The Bottle Fiend looked at her in an uncertain way. Charley took a dollar out of his pocket and handed it to him. "For her too," he said. Charley had pity for anybody attached to morphine, and that heart-shaped locket had caught him by surprise.

The girl climbed in the tub and waited. She never said thank you, she never glanced at Charley or Bill. It looked like it had been two weeks since she ate, but there wasn't anything to do about that. Charley had been around morphine victims, and they just weren't interested. In food, or anything else but morphine. He thought it must be the worst way to go there was.

The boy could not forgive himself for shooting bill's horse. He left the camp and staked an abandoned claim a mile south of Deadwood, in the direction of the city of Lead. Number 12 Above Old Hope. It ran three hundred feet along the Whitewood Creek in shallow water. He registered the claim with the district recorder in Deadwood. It cost him two dollars. The recorder gave him a certificate that said, "
Personally appeared before this official, Malcolm Nasb, and recorded undivided right title and interest to Claim Number 12 Above Old Hope of 300 feet for mining purposes. This here is July 20, 1876
."

The boy's sister had given him sixty dollars before he left Colorado. He bought his tent and equipment from the old man who worked Number 11, and who had bought them himself from the previous owner of Number 12. The old man had rheumatics of the back and was always cold. His hands were twisted from the work and cold water until they were almost useless.

He sold the boy rubber boots, a pick and a pan and a shovel. A small leather bag made from a bull's scrotum. A frying pan, a fork and a knife, and the tent, which was lined with old calico. He charged him twenty dollars. It was twice what he'd paid the previous owner, who had quit the Hills and gone back to his family in the States.

The mining pan was about a foot and a half across, and five inches deep. The sides angled in to the bottom, which was less than half the diameter of the top. It was made of soft steel and rusted top to bottom. The boy shook his head at its condition. "I intend to buy a new one," he told the old man, "and keep it clean." He had watched Bill and Charley cleaning their guns after hunts.

The old man was patient with him. It was the rust that held on to the specks of gold, which was all there was left in Old Hope, specks. "Don't use it to cook," he told the boy. "You get slick in there, you might as well throw it away."

The old man was patient. He worked his claim one day a week, as the law required to keep title, and the rest of the time he sat on a box in front of his tent, resting his back, trying to rub some of the coldness out of his hands and wrists. The old man was waiting for the mining companies. They could get the gold out of quartz, and he thought they would buy him out.

He watched the boy all afternoon Monday. He saw that he had never worked a placer before—he handled the pan like it was another shovel—but it was after he'd been at it all afternoon and hadn't improved that the old man knew he had no talent. Before dark he walked down the bank into the boy's claim and took the pan out of his hands.

He filled the pan with gravel from the side of the creek, and then walked out into the water and sat on his heels. It hurt his knees to get down. The boy came with him, watching over the old man's shoulder.

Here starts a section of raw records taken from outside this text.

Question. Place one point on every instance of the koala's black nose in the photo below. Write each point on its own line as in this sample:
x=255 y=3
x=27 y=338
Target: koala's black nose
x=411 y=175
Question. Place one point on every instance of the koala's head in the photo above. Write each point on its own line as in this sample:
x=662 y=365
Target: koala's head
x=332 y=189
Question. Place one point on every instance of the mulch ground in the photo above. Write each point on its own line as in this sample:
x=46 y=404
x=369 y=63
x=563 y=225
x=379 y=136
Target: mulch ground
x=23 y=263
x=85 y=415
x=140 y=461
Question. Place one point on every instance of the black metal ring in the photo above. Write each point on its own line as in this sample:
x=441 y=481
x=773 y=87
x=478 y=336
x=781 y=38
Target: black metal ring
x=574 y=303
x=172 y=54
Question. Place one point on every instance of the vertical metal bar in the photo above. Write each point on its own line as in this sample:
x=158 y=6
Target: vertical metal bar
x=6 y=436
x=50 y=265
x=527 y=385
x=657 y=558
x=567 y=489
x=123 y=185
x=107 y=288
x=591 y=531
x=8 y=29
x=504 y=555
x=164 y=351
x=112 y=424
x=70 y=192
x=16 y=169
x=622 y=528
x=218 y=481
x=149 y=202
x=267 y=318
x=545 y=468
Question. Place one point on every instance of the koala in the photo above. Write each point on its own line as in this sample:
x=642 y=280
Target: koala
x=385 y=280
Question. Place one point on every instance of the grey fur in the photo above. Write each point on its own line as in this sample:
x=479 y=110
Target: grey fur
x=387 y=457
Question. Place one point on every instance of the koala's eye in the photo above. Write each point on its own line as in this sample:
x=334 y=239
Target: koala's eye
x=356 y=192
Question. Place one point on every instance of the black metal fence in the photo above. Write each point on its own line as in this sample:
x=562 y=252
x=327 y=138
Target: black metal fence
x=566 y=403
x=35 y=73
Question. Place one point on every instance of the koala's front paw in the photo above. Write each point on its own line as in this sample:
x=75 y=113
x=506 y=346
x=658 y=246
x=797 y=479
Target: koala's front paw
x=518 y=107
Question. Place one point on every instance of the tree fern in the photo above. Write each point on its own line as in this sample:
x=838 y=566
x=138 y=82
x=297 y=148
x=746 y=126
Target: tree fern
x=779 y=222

The old man put the pan underwater and moved it gently side to side, cleaning out the dirt. He brought it back up and picked out the biggest pieces of rock, rinsing them, then tossing them into the water. Then he dipped one side of the pan into the creek and carefully rocked the contents back and forth until the sand began to spill over the side. "Look for it now," he said. "If there was a nugget, you'd see it now."

The boy watched, thinking of ways to do it faster. The old man rocked the pan until most of the sand was gone. What was left then was a small pile of red and black minerals, heavier than what had been washed out. Red garnets, iron, tin.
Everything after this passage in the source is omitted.